If access to the funding is not restored, MCD would lose its 34 staff members in Mozambique and its 20 staffers split between Uganda and Niger. MCD itself would not shutter, as about 80% of its efforts to promote public health are based in Maine.
Meanwhile, thousands of USAID employees have been put on leave and locked out of their offices, and the agency may be folded into the State Department.
Trump, without evidence, told national reporters Sunday that USAID is "being run by a bunch of radical lunatics" and praised billionaire Elon Musk's efforts to hobble the $40 billion agency. Musk is heading up the new Department of Government Efficiency, which operates out of a White House office and is attempting to cut services across the federal bureaucracy.
However, many legal scholars and Democratic politicians are calling the move illegal, as USAID was created during the Kennedy administration in the 1960s by a law, so they contend Congress would have to pass another law to dismantle the agency. If the Trump administration attempts to permanently end USAID without going through Congress, lawsuits are likely.
Schwabe said that in addition to humanitarian relief, the work done by USAID spreads goodwill in these countries and helps retain the United States' international position of global influence.
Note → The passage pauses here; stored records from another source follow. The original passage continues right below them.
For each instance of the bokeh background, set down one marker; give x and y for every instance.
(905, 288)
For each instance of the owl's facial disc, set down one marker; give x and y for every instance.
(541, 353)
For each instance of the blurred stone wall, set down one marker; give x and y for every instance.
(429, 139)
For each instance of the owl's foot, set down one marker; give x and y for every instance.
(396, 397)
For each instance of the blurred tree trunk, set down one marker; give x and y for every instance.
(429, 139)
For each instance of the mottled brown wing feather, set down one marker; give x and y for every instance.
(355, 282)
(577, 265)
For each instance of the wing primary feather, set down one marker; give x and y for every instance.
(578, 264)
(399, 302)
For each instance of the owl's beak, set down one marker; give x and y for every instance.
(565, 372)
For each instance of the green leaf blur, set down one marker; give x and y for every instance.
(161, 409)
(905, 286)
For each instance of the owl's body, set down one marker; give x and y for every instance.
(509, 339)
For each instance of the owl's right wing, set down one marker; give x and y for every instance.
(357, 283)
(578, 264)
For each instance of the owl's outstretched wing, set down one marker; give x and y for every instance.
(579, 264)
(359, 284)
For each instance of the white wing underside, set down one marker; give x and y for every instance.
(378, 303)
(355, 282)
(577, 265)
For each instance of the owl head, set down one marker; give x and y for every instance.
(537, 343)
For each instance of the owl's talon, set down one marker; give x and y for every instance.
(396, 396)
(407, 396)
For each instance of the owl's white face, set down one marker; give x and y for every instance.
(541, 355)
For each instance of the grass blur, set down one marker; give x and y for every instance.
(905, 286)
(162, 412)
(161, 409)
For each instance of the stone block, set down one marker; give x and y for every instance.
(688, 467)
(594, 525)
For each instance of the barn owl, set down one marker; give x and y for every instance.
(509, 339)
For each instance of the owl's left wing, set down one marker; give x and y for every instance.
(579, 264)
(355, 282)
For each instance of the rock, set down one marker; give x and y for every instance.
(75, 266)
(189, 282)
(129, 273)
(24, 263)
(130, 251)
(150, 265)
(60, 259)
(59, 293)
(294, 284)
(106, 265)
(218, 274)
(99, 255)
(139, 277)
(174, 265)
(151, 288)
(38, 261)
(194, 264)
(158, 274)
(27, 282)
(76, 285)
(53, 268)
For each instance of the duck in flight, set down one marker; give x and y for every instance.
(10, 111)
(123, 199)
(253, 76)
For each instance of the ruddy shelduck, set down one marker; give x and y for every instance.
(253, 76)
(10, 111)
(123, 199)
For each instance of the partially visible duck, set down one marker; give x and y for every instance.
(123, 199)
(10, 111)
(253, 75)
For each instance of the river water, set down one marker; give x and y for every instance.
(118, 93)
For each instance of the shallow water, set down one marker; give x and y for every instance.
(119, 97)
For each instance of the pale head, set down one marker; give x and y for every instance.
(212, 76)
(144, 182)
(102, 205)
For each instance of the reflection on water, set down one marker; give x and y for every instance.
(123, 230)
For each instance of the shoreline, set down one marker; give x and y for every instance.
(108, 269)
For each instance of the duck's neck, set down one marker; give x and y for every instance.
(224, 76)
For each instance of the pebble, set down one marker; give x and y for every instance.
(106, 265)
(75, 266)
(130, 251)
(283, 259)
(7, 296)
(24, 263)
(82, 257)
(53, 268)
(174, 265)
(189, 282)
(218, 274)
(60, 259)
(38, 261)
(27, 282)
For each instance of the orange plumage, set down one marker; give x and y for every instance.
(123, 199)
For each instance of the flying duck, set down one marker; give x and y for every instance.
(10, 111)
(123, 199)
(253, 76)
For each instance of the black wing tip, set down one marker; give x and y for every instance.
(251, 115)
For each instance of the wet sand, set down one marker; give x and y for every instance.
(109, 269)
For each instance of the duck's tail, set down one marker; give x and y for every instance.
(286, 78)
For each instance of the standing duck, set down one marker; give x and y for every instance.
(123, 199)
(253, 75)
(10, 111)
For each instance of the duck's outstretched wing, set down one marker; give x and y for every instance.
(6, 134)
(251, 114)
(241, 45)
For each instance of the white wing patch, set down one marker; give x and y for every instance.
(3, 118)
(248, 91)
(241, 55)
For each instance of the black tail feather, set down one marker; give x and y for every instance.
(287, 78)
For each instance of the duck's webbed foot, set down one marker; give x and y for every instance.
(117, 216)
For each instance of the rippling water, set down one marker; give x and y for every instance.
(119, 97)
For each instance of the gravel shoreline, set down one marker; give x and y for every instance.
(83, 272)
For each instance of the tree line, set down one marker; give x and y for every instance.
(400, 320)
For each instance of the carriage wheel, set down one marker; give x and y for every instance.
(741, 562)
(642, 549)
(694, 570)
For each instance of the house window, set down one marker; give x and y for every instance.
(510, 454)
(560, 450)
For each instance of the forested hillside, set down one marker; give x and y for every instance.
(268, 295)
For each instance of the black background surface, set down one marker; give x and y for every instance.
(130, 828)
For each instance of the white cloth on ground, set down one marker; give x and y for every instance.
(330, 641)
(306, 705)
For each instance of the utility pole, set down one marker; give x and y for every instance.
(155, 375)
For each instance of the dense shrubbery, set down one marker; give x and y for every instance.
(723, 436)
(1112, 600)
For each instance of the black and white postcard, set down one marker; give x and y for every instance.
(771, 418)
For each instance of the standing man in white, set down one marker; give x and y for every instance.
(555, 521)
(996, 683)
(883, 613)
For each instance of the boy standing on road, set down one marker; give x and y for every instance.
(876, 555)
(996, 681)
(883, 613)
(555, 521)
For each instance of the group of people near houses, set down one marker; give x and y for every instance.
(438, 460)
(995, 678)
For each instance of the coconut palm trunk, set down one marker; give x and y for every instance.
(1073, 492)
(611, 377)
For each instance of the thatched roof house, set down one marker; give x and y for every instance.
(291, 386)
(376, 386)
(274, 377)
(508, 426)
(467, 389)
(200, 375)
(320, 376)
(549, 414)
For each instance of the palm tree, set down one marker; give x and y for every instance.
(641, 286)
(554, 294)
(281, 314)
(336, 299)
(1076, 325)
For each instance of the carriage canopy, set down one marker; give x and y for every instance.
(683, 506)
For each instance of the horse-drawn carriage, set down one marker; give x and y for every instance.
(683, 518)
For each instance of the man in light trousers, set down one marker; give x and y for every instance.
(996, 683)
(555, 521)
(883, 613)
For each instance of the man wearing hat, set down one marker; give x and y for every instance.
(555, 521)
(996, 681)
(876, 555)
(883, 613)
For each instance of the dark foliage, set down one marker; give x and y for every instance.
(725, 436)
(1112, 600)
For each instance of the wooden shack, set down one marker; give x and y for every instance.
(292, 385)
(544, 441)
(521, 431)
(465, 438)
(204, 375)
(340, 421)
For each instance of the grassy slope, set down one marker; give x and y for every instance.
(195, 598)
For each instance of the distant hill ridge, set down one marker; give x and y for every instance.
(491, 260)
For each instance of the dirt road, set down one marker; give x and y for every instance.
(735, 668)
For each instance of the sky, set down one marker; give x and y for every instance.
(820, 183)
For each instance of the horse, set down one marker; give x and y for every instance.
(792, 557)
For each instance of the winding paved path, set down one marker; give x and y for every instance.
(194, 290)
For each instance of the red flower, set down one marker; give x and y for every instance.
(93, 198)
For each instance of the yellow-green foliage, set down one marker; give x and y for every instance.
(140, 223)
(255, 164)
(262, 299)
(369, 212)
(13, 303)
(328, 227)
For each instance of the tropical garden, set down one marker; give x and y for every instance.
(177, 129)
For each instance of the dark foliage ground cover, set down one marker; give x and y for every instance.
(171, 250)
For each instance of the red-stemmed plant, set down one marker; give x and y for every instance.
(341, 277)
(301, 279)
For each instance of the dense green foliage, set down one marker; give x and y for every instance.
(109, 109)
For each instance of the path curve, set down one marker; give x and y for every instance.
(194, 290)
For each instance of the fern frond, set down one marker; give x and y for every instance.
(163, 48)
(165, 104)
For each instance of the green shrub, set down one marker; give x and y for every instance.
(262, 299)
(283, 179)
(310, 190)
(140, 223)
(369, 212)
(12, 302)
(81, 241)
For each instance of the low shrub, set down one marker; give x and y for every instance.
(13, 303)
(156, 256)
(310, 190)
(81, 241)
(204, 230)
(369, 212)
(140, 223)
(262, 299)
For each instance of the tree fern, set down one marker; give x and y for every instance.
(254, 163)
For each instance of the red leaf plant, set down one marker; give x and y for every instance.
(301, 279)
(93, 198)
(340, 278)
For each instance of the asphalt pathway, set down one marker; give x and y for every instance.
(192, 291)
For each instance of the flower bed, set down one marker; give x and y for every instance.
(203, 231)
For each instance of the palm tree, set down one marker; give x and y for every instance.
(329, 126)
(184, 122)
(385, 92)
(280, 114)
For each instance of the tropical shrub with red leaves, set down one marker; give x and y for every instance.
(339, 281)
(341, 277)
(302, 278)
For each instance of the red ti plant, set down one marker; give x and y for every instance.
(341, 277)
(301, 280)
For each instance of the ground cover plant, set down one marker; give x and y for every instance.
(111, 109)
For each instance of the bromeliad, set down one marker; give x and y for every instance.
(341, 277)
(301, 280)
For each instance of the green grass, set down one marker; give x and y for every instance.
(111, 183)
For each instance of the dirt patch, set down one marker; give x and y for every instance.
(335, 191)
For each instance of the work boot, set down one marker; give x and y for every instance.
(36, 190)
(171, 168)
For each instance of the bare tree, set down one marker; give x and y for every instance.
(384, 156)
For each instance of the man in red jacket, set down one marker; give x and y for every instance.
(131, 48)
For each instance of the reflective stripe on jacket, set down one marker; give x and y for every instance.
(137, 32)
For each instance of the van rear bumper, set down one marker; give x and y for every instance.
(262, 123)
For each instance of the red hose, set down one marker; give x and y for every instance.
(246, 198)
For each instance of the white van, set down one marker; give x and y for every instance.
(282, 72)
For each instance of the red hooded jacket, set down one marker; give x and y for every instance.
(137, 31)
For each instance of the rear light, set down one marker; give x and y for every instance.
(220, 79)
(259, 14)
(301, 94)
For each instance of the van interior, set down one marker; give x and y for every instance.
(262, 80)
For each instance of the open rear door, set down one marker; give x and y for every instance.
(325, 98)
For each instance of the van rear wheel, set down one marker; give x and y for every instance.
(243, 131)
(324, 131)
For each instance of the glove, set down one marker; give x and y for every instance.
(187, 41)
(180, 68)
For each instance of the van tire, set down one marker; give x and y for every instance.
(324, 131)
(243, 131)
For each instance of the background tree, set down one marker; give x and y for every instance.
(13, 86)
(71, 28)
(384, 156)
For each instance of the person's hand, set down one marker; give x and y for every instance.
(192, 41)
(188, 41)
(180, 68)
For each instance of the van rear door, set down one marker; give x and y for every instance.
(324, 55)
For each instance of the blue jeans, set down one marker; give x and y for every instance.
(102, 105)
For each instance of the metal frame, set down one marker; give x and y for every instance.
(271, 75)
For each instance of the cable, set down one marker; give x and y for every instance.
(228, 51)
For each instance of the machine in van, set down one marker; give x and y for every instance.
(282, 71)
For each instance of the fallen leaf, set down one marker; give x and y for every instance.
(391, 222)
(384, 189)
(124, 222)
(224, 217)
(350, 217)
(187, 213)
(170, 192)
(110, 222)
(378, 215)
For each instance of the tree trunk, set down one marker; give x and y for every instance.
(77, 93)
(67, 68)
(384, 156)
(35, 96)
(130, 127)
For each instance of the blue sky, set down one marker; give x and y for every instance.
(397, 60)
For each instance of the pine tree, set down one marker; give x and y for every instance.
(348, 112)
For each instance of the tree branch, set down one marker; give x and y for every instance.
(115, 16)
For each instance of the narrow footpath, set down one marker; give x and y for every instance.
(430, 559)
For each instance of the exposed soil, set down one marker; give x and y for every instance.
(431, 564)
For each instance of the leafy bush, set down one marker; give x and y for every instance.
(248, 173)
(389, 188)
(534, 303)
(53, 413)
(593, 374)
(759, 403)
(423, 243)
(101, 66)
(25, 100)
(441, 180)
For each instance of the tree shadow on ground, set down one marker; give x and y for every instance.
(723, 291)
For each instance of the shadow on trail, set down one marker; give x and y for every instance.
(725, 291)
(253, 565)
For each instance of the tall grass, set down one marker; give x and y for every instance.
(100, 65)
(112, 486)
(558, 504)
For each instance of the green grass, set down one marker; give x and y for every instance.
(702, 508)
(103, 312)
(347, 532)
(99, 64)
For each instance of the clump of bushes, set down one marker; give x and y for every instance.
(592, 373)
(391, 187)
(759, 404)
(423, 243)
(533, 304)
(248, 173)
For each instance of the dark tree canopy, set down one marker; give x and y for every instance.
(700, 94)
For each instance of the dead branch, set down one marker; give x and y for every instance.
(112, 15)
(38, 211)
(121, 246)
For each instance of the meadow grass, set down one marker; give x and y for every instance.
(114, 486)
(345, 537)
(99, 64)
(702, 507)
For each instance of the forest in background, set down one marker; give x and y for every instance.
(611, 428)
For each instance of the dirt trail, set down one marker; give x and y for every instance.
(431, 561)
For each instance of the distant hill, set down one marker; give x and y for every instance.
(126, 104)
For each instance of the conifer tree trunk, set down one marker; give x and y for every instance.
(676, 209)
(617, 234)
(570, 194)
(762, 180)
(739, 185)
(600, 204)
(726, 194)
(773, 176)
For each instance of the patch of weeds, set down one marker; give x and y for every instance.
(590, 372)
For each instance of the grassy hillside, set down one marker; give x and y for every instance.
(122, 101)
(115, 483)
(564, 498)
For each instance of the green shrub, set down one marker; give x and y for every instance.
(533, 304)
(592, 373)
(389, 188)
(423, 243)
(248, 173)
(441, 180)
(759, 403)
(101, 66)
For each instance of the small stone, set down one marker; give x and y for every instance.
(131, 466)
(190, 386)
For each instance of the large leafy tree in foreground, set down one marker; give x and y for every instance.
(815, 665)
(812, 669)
Retreating from humanitarian aid could allow other countries, like China and Russia, to gain more influence in these countries, many of which contain essential natural resources, he said.
Rep. Chellie Pingree, D-1st District, in a news conference Tuesday in Maine, called the moves by Trump and Musk — including the USAID hobbling — "blatantly unconstitutional" and "illegal."
Sen. Angus King, I-Maine, signed on to a letter by 36 other Democratic senators to Secretary of State Marco Rubio to lambaste the takeover of USAID as "brazen and illegal."
Schwabe said he is "mystified" by the sudden attack on what had long been noncontroversial efforts to provide humanitarian relief.
"Since the Kennedy administration, there has been bipartisan support, year in and year out, for USAID," he said.